I picked both of these books up because of the awards – honors for both the Newbery and the Pura Belpre awards for A Sea of Lemon Trees and a Schneider Family Award for representation of disability for Octopus Moon. If you don’t read books because of awards, read them because they are heartfelt stories of kids going through tough times, which poetry is able to express better than prose.


A Sea of Lemon Trees by María Dolores Águila. Roaring Brook Press, 2025. ISBN 978-1250342614. Read from a library copy.
The cover also reminds me a bit of Freewater, with the serious boy’s face surrounded by nature, and like Freewater, it’s a story of a boy facing extreme prejudice. While Freewater is pure fiction based on historical events, A Sea of Lemon Trees is based on a real boy and his real situation, in Lemon Grove California, 1930-1931. 12-year-old Roberto Alvarez is the youngest of his family, growing up in a Spanish-speaking neighborhood of Lemon Grove where most of the adults work in the lemon orchards – the sea of lemon trees. When the local elementary school decides to segregate and send the Mexican children to school in a barn, the parents and children refuse to cooperate, leading to an escalating battle. This is a novel in verse, with time to get to known Roberto and his love of learning, his family and friends, and the community. All the while, the tension ratchets up, until Roberto finds himself the only one able to stand up for what is right. This is a heartfelt story, and I hope that the ease of reading the poetry will draw young readers into it. I enjoyed it, anyway, and was happy to see an author’s note explaining the situation and a bibliography for further reading.
Octopus Moon by Bobbie Pyron. Nancy Paulsen Books, 2025. ISBN 978-0593616291. Read ebook on Libby.

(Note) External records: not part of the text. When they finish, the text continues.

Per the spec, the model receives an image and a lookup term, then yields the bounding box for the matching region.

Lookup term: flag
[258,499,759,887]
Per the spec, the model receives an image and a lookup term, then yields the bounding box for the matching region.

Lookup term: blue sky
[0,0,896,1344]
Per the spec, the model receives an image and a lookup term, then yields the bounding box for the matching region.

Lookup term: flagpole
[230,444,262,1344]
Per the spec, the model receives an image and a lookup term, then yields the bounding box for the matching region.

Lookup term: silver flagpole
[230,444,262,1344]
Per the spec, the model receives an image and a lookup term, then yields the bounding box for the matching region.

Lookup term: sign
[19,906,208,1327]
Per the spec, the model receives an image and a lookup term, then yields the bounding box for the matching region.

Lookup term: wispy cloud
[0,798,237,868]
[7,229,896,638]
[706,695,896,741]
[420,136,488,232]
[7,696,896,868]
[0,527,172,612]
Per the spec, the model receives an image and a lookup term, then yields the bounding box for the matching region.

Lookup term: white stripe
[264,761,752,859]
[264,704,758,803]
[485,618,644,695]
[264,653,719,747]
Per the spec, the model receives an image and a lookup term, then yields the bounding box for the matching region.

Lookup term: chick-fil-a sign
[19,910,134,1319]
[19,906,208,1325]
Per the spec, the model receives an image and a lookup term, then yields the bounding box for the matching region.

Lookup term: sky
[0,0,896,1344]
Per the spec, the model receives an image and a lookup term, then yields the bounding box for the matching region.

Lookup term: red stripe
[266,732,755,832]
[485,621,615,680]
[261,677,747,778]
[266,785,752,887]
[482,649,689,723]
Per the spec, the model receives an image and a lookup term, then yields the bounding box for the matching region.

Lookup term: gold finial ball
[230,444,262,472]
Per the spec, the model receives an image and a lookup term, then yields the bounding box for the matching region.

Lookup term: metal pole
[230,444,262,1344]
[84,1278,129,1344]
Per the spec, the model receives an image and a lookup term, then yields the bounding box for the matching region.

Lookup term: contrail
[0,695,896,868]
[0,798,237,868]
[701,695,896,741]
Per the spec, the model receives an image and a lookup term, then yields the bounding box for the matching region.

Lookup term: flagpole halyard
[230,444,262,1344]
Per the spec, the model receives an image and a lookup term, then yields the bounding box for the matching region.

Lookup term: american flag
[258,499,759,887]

Pearl has lots of things she used to love – running with her dog, skateboarding, movie nights with her best friends Rosie and Mia, going to the beach near their home on the Gulf of Mexico, and spending time at the aquarium where her mother works. Lately, though, as fifth grade approaches, all the things that used to make her happy take more energy than she has. As her grades slip and she drops out of activities she once loved, her mother takes her to a therapist, Dr. Jill, who works with Pearl to help her identify her depression and devlop tools and skills to work through it. This is a story that had a high potential to be didactic, but as we’re in Pearl’s head and the language is lyrical, filled with metaphors of sea creatures and the ocean, it is instead deeply personal. It also really helps that Pearl is not a lone person with Issues plopped into a group of people without problems who are all artificially understanding or obstinately refuse to acknowledge what Pearl is going through. Rosie and Mia both have issues at home that they’re working through; Pearl figures out that her beloved grandfather also has depression; family and friends try to understand and be helpful and sometimes fail. The book ends hopefully and realistically and absolutely made me cry more than once along the way. (Maybe don’t read this on your breaks at work right before going out to work with the public as I did.) Major characters read as white. An author’s note about her own childhood struggles with undiagnosed depression and a list of resources round out the book.
For other middle grade books about kids dealing with depression, try Zia Erases the World by Bree Barton and Drifters by Kevin Emerson – and let me know if you know of any others.